At least 350,209 people have been killed in Syria’s 10-year war, the United Nations human rights office has said, calling the tally an “undercount” as it released its first report since 2014 on the conflict’s death toll.
The figure announced on Friday included civilians and fighters and was based on strict methodology requiring the full name of the deceased, as well as an established date and location of death, the office said.
“On this basis, we have compiled a list of 350,209 identified individuals killed in the conflict in Syria between March 2011 to March 2021,” UN High Commissioner for Human Rights Michelle Bachelet told the Human Rights Council.
One in every 13 victims was a woman or a child, she said.
“It indicates a minimum verifiable number, and is certainly an under-count of the actual number of killings,” she added.
🇸🇾#Syria: UN Human Rights Chief updates @UN_HRC on the extent of conflict-related casualties in Syria from 2011 – 2021. @MBachelet urges us all to listen to the voices of survivors & victims, and to the stories of those who have now fallen silent for ever: https://t.co/rm7GxDbZiO pic.twitter.com/CgIkRWxXtO
— UN Human Rights (@UNHumanRights) September 24, 2021
Bachelet said the previous update by her office, in August 2014, reported that at least 191,369 people had been killed in the war.
Her office was working on a statistical model to provide a more complete picture, which could also help establish accountability for some killings, she said.
The largest number of documented killings, 51,731, was recorded in the Aleppo governorate, long held by the opposition, which became a flashpoint in the conflict.
In the report, Bachalet also called for the creation of an independent mechanism for tackling the issue of missing people.
“Given the vast number of missing persons in Syria, I restate my call for the creation of an independent mechanism, with a strong international mandate, to clarify the fate and whereabouts of missing people; identify human remains; and provide support to relatives,” she said.
The conflict, which started as a mass uprising against President Bashar al-Assad’s rule in March 2011, quickly morphed into a full-fledged war.

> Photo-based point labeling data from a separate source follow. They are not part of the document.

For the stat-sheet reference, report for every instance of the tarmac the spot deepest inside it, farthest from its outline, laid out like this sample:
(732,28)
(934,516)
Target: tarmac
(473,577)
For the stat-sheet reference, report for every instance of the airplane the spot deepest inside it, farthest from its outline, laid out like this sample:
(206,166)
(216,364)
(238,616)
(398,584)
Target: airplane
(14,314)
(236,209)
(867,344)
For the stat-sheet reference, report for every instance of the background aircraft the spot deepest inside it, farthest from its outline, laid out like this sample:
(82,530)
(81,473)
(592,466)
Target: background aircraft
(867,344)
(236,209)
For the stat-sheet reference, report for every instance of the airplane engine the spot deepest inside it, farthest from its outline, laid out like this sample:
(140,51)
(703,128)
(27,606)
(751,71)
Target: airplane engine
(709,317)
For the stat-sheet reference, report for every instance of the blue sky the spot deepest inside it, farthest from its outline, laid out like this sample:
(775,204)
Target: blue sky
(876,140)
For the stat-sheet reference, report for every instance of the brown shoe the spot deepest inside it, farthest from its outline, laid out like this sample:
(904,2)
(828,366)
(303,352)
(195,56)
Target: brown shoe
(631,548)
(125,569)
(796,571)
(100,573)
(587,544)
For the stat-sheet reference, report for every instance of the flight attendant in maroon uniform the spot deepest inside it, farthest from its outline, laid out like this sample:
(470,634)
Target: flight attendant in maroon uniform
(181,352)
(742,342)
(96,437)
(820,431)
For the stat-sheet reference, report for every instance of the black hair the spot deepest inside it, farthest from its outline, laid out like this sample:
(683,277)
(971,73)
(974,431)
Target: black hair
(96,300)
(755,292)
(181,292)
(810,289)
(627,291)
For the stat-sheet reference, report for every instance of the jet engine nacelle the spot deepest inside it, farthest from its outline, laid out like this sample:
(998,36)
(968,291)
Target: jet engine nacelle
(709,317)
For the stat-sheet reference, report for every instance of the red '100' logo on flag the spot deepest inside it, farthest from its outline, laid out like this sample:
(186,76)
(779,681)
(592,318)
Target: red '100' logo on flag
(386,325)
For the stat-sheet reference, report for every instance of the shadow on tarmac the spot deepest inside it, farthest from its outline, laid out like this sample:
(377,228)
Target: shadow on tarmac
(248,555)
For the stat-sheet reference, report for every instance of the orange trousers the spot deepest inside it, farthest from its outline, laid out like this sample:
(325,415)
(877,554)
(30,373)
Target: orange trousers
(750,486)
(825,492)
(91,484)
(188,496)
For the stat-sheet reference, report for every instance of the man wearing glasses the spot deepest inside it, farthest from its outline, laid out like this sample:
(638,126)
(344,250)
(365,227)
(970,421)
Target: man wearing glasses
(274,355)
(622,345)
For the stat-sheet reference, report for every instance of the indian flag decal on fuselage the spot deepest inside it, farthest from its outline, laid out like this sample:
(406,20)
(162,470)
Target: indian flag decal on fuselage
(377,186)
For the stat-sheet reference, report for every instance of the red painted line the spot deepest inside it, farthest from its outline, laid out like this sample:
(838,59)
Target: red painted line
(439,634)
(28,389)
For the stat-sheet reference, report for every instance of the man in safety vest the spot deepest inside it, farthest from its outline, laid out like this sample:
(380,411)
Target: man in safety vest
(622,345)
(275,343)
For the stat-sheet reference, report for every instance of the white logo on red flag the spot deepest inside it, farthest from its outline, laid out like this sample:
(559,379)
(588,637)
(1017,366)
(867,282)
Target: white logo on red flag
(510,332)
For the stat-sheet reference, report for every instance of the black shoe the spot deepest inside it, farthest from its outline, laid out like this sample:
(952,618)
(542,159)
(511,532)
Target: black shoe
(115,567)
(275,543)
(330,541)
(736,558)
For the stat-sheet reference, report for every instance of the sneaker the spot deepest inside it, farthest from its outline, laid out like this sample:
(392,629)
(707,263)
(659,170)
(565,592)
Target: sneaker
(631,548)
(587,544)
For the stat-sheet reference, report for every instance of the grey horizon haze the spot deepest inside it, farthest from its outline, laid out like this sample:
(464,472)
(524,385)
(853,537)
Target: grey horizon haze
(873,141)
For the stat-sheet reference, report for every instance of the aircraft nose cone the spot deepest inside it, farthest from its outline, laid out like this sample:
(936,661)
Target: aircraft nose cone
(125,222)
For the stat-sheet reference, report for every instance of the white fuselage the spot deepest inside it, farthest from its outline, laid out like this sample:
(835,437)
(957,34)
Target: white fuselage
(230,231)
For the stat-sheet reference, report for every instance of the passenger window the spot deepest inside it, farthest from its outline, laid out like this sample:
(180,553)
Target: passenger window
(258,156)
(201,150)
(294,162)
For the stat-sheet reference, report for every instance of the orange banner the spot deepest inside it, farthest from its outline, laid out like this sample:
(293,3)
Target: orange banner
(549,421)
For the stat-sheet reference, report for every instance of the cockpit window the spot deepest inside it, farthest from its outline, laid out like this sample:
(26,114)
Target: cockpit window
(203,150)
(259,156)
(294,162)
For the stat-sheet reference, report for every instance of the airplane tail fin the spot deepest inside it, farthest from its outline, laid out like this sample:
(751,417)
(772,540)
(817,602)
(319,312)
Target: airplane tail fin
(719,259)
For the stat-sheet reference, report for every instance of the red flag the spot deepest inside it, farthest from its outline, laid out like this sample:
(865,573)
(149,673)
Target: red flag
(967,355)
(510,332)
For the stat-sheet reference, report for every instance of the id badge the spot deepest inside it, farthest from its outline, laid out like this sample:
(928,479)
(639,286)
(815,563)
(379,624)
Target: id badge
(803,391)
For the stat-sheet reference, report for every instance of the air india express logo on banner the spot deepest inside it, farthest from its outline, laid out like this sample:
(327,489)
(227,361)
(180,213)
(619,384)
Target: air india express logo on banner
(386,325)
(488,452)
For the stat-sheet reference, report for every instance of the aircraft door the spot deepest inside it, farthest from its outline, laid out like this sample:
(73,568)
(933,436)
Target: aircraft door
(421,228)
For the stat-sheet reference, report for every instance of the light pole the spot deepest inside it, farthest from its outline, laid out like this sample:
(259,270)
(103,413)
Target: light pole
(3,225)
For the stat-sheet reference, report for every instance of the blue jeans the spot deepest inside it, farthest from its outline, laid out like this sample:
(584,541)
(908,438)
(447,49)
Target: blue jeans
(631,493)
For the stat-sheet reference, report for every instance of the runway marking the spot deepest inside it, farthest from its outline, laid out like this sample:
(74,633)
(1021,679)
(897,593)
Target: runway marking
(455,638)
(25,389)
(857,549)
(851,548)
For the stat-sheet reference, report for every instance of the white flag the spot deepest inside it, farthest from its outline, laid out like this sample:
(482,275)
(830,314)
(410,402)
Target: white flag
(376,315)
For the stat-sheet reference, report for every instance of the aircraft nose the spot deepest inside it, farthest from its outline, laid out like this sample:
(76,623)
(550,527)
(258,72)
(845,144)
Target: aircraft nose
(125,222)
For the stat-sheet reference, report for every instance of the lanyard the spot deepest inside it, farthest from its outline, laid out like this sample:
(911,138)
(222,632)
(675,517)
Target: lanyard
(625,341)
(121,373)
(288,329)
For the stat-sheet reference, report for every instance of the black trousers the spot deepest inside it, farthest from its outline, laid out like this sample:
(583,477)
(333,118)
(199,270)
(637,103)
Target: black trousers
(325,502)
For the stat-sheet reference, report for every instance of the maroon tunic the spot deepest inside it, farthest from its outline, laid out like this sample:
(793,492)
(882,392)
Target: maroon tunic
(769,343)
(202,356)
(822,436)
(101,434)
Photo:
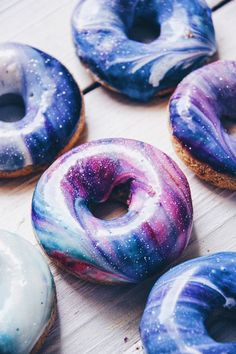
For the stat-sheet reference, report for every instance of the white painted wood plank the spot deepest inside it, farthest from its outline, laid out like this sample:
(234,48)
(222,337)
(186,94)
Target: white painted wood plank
(92,318)
(46,25)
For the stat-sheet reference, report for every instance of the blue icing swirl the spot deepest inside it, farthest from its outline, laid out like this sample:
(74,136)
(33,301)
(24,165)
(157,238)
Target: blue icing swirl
(197,107)
(53,107)
(101,31)
(27,296)
(182,300)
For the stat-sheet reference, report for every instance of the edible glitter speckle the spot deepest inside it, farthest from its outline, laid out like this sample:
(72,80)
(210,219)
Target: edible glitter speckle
(174,319)
(153,232)
(142,70)
(52,101)
(196,109)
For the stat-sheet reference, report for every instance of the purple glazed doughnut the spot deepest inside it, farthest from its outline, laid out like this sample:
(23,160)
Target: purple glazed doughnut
(130,248)
(183,300)
(197,108)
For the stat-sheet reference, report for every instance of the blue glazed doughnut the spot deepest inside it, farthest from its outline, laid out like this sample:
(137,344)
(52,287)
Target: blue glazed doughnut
(27,297)
(197,107)
(53,117)
(128,249)
(183,299)
(101,32)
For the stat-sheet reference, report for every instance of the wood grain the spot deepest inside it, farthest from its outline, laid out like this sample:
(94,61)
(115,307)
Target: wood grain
(45,25)
(92,318)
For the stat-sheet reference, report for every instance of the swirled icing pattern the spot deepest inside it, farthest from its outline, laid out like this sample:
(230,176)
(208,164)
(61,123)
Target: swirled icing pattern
(130,248)
(27,295)
(196,109)
(182,300)
(52,107)
(141,70)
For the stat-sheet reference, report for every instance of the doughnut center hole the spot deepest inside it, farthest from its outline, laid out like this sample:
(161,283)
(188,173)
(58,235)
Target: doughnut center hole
(221,326)
(144,30)
(12,108)
(115,206)
(229,125)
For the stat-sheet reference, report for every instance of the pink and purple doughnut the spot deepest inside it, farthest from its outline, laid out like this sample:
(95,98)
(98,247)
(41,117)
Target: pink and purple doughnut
(130,248)
(200,104)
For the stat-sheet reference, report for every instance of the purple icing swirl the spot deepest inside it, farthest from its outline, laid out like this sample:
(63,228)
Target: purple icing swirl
(199,103)
(130,248)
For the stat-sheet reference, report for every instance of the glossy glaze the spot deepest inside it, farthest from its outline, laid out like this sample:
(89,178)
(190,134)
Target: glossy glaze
(196,109)
(52,107)
(27,295)
(141,70)
(183,299)
(155,230)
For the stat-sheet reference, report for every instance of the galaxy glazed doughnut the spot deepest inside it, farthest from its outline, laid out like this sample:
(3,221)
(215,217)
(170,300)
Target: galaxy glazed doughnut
(28,298)
(53,103)
(102,36)
(197,108)
(183,299)
(130,248)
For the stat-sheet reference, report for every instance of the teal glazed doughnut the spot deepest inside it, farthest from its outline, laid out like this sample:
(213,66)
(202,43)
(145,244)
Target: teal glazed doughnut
(183,299)
(27,297)
(53,109)
(101,32)
(127,249)
(197,107)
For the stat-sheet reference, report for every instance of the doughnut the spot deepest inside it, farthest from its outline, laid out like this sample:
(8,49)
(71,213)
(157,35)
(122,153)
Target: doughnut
(197,109)
(28,297)
(183,299)
(102,34)
(127,249)
(53,105)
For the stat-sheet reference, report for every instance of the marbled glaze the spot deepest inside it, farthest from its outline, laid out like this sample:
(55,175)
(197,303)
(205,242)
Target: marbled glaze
(27,295)
(130,248)
(141,70)
(183,299)
(52,104)
(196,109)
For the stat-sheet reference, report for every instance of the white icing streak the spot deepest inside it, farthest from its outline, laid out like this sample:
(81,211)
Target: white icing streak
(27,294)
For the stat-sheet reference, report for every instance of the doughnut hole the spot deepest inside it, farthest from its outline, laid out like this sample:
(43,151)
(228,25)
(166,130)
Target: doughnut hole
(104,184)
(144,30)
(12,108)
(115,206)
(221,325)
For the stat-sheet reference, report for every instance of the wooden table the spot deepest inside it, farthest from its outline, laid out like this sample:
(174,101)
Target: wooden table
(92,318)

It sparked the world’s biggest refugee crisis, with Syria’s neighbours hosting 5.6 million people and European countries more than one million.
Al-Assad has recovered most of Syria, but significant areas remain outside his control: Turkish forces are deployed in much of the north and northwest – the last significant bastion of anti-al-Assad rebels – and United States forces are stationed in the Kurdish-controlled east and northeast.
The Syrian Observatory for Human Rights says that 500,000 people have been killed in the war and that it is examining a further 200,000 cases.
“It is very difficult to give a statistic that is close to reality,” Rami Abdurrahman, director of the British-based group, told Reuters news agency. “There are a lot of names and there has to be documentation to make sure.”
Karen Koning AbuZayd, a member of the UN Commission of Inquiry on Syria investigating war crimes, told the council on Thursday that incidents of unlawful and incommunicado detention by government forces remain “unabated”.
“This is no time for anyone to think that Syria is a country fit for its refugees to return. The war on Syrian civilians continues,” she said.
Bachalet also addressed the current situation in Syria, saying “the daily lives of the Syrian people remain scarred by unimaginable suffering”.
“There is still no end to the violence they endure: just last month, civilians in and around Daraa were exposed to intense fighting and indiscriminate shelling by Government forces and armed opposition groups,” she said.